ECKHART: That's a very good question. You cannot deny, of course, that these events exist; one's personal history has its place, and it needs to be honored. It's not problematic unless you become totally lost in that dimension. How do you experience your past? As memories. And what are memories? Thoughts in your head. If you're totally identified with these thoughts in your head, then you're trapped in your past history. So, is that all there is to who you are? Or are you more than your personal history? When you step out of identification with that and realize for the first time that you're actually the presence behind the thinking, then you're able to use thought when it's helpful and necessary. But you are no longer possessed by the thinking mind, which then becomes a helpful, useful servant. If you never go beyond the thinking mind and there is no sense of space, it creates continuous conflict in relationships.

OPRAH: Tell me more about that space.

ECKHART: It's that spacious, aware presence that you can bring to any relationship. For example, when you listen to your partner or a friend or even an acquaintance, can you be there as the aware space that is listening? Or, while the other person is speaking, are you constantly thinking, preparing the next thing you're going to say? Are you judging and evaluating what you're hearing, or can you be there as the space for the other person? I would say that's the greatest gift you can give someone. It's especially important for parents and children, but also in intimate relationships. Can you listen to the other person in that simple state of alertness in which you're not judging what you're listening to? If you can, then you're there as a presence rather than as a person. You're not imposing mental labels, judgments, or definitions on the other person. There's a deeper level of awareness.

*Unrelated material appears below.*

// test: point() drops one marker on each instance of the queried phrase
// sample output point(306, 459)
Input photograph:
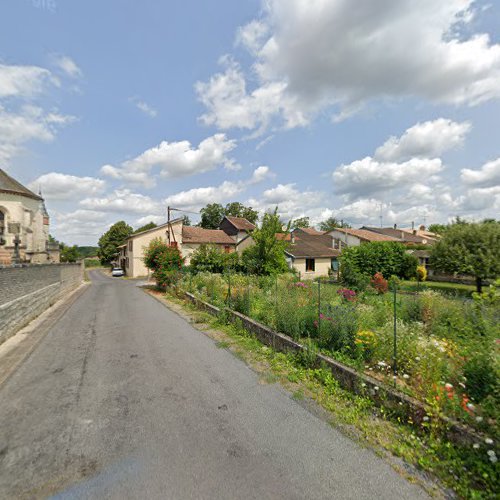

OPRAH: For those of us who are still working with this idea of separating ourselves from that voice in our heads, how do we become a nonjudgmental space?

ECKHART: You can invite it by bringing more awareness of the present moment into your life. For example, I recommend that people bring a conscious presence to the everyday activities that they do unconsciously. When you wash your hands, when you make a cup of coffee, when you're waiting for the elevator-instead of indulging in thinking, these are all opportunities for being there as a still, alert presence.

OPRAH: Yes. Like when people take showers in the morning, they're not in the shower; they're thinking about getting to the office, what they have to do that day, and making lists instead of feeling the water, staying in the moment.

ECKHART: That's right. Bring those spaces into your everyday life, as many as possible. When you get into your car, shut the door and be there for just half a minute. Breathe, feel the energy inside your body, look around at the sky, the trees. The mind might tell you, I don't have time. But that's the mind talking to you. Even the busiest person has time for 30 seconds of space.